The defining feature of successful machine learning is scalability. Good machine learning models use architectures that can learn from large amounts of data. Unfortunately, this hasn't been the trend for most foundation models in biology. ESM3 and DPLM2 both use somewhat finicky architectures. The main reason why is if you take a protein and rotate or translate it, you still have basically the same protein, so the argument goes that our networks should be naturally invariant to rotations and translations.
This work takes a different approach. We train encoders that learn rotational symmetries from data. This is pretty simple to do -- we use a transformer, randomly rotate the input protein, then use the resulting representations to condition a diffusion decoder. The diffusion decoder is trained with a flow matching loss. Because we need to integrate a trajectory to sample the diffusion decoder, it takes us much longer to decode a protein. On the other hand, we can train very efficiently on large amounts of data and we can learn to respect rotations without requiring very bespoke architectures.
This works very well. First, let's look at our reconstruction performance compared to other models.

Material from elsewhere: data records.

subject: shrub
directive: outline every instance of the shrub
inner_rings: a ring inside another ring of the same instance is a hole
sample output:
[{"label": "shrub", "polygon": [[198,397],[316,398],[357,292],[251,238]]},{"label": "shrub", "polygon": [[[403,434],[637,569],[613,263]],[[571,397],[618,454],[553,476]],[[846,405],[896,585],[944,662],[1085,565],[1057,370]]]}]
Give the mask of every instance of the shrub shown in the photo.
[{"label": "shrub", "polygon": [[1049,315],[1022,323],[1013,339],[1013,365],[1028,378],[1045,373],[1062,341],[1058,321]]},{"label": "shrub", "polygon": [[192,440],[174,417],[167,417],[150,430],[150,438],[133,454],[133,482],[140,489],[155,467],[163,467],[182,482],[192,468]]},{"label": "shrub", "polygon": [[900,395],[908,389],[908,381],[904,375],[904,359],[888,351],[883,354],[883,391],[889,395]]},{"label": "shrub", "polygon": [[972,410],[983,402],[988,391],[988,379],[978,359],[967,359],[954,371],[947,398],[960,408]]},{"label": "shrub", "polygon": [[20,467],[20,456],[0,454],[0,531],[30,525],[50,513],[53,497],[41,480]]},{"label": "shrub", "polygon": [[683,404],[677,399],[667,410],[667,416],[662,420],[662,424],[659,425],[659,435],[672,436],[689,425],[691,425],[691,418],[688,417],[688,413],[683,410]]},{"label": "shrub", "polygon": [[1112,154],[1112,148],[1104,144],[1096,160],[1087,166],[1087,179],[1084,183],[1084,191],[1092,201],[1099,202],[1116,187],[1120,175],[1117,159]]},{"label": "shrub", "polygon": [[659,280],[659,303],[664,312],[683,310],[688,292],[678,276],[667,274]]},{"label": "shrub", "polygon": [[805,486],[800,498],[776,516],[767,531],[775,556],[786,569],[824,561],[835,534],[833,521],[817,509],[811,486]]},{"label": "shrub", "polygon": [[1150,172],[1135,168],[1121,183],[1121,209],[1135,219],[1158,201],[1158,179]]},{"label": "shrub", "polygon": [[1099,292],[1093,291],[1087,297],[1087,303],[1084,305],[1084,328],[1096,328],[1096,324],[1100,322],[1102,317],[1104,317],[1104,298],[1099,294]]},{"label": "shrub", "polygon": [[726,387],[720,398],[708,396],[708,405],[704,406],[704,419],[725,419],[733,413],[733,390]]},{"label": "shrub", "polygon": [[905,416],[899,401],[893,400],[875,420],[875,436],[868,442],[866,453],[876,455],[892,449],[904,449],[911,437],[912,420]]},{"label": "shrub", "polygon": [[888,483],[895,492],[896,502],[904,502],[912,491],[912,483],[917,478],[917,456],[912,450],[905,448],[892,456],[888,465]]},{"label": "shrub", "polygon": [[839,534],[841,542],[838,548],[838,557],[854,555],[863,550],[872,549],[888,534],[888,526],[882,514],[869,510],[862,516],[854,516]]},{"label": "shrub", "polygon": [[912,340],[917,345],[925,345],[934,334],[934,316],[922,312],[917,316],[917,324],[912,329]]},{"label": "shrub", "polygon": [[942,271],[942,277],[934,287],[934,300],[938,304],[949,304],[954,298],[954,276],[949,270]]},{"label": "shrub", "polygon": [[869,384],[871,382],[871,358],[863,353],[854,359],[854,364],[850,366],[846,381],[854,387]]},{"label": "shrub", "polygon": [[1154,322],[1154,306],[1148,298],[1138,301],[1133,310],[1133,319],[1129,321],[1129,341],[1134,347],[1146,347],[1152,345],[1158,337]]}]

The x-axis is performance, smaller is better. The y-axis is dataset size, and the radius of each model is roughly the the number of parameters. Our approach (Kanzi) performs better when trained on less data and with much smaller model parameter counts than most other methods, including models from frontier biology labs like ESM and DPLM.
One thing we particularly liked about this approach was it simplified the training pipeline. We've listed out some other methods with their loss functions below. Kanzi just needs a single diffusion loss, instead of a bunch of losses combined.
The point of a generative model is to generate proteins, not just reconstruct them. Autoregressive models trained using these tokens are capable of generating proteins -- here are some samples with the scRMSD (below 2.0 is considered a "real" generation) annotated.
These tokens have some problems -- it's hard to use them on representation learning tasks because they don't encode to an invariant representation. However, the strong reconstruction and generative performance really do seem to indicate that there's something right about this approach. Biomolecules are very sensitive to small perturbations, and diffusion provides a very effective tool to place atoms in exactly the right positions. We're excited to push this direction further.